= Boehm system =

System of keywork for the flute

The Boehm system is a system of keywork for the flute, created by inventor and flautist Theobald Boehm between 1831 and 1847. A similar system was later adopted by the clarinet family.

==History==
Immediately prior to the development of the Boehm system, flutes were most commonly made of wood, with an inverse conical bore, eight keys, and tone holes (the openings where the fingers are placed to produce specific notes) that were small in size, and thus easily covered by the fingertips. Boehm's work was inspired by an 1831 concert in London, given by soloist Charles Nicholson, who, with his father in the 1820s, had introduced a flute constructed with larger tone holes than were used in previous designs. This large-holed instrument could produce greater volume of sound than other flutes, and Boehm set out to produce his own large-holed design.

In addition to large holes, Boehm provided his flute with "full venting", meaning that all keys were normally open (previously, several keys were normally closed, and opened only when the key was operated). Boehm also wanted to locate tone holes at acoustically optimal points on the body of the instrument, rather than locations conveniently covered by the player's fingers. To achieve these goals, Boehm adapted a system of axle-mounted keys with a series of "open rings" (called brille, German for "eyeglasses", as they resembled the type of eyeglass frames common during the 19th century) that were fitted around other tone holes, such that the closure of one tone hole by a finger would also close a key placed over a second hole.

In 1832 Boehm introduced a new conical-bore flute, which achieved a fair degree of success. Boehm, however, continued to look for ways to improve the instrument. Finding that an increased volume of air produced a stronger and clearer tone, he replaced the conical bore with a cylindrical bore, finding that a parabolic contraction of the bore near the embouchure hole improved the instrument's low register. He also found that optimal tone was produced when the tone holes were too large to be covered by the fingertips, and he developed a system of finger plates to cover the holes. These new flutes were at first made of silver, although Boehm later produced wooden versions.

The cylindrical Boehm flute was introduced in 1847, with the instrument gradually being adopted almost universally by professional and amateur players in Europe and around the world during the second half of the 19th century. The instrument was adopted for the performance of orchestral and chamber music, opera and theater, wind ensembles (e.g., military and civic bands), and most other music which might be loosely described as relating to "Western classical music" (including, for example, jazz). Many further refinements have been made, and countless design variations are common among flutes today (the "offset G" key, addition of the low B foot, etc.) The concepts of the Boehm system have been applied across the range of flutes available, including piccolos, alto flutes, bass flutes, and so on, as well as other wind instruments. The material of the instrument may vary (many piccolos are made of wood, some very large flutes are wooden or even made of PVC).

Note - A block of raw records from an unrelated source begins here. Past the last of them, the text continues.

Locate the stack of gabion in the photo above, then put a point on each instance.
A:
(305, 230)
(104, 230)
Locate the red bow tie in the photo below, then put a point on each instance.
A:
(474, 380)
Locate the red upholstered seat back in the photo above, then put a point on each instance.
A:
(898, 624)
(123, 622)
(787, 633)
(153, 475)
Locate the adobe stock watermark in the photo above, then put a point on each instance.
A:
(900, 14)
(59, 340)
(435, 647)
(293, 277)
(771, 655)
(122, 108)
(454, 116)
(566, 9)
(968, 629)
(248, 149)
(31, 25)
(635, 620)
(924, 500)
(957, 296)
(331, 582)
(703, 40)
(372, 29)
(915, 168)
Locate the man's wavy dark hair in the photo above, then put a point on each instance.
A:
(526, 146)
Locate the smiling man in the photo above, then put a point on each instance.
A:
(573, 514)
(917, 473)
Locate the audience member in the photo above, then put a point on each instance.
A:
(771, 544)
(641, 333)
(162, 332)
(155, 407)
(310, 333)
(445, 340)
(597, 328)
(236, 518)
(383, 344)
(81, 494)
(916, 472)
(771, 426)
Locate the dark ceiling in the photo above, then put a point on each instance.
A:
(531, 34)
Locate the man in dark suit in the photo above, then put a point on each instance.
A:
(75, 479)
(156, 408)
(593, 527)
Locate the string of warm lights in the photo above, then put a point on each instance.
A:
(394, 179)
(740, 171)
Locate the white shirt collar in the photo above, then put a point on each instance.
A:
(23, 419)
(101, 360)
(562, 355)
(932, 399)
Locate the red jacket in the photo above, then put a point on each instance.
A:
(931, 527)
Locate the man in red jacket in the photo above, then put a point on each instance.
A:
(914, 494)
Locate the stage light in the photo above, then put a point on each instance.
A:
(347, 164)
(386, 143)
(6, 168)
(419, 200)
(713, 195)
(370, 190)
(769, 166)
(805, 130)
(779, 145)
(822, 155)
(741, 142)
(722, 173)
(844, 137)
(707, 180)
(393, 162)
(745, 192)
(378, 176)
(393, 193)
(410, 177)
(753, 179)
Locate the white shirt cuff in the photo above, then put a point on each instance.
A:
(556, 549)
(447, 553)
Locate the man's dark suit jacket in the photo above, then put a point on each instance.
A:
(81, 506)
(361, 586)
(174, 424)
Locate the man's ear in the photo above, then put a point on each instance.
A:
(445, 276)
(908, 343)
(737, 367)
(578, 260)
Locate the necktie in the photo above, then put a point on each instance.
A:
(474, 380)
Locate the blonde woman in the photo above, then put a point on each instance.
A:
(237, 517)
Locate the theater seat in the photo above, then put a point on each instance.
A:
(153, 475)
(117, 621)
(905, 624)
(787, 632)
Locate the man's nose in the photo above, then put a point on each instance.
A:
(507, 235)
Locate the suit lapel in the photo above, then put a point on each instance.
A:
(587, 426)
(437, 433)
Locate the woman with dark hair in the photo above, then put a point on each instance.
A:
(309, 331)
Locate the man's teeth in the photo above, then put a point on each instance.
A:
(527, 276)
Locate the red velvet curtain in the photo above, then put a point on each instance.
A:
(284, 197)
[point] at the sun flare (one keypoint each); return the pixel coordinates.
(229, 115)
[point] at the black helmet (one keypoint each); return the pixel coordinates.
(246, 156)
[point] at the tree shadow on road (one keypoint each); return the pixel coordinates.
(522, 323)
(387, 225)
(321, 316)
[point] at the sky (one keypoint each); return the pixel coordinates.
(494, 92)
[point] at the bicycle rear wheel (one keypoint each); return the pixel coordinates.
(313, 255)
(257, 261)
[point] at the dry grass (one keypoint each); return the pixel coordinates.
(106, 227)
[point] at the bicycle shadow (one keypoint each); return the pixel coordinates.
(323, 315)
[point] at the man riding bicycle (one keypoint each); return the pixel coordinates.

The flute is perhaps the oldest musical instrument, other than the human voice itself. There are very many flutes, both traversely blown and end-blown "fipple" flutes, currently produced which are not built on the Boehm model.

The fingering system for the saxophone closely resembles the Boehm system. A key system inspired by Boehm's for the clarinet family is also known as the "Boehm system", although it was developed by Hyacinthe Klosé and not Boehm himself. The Boehm system was also adapted for a small number of flageolets. Boehm did work on a system for the bassoon, and Boehm-inspired oboes have been made, but non-Boehm systems remain predominant for these instruments. The Albert system is another key system for the clarinet.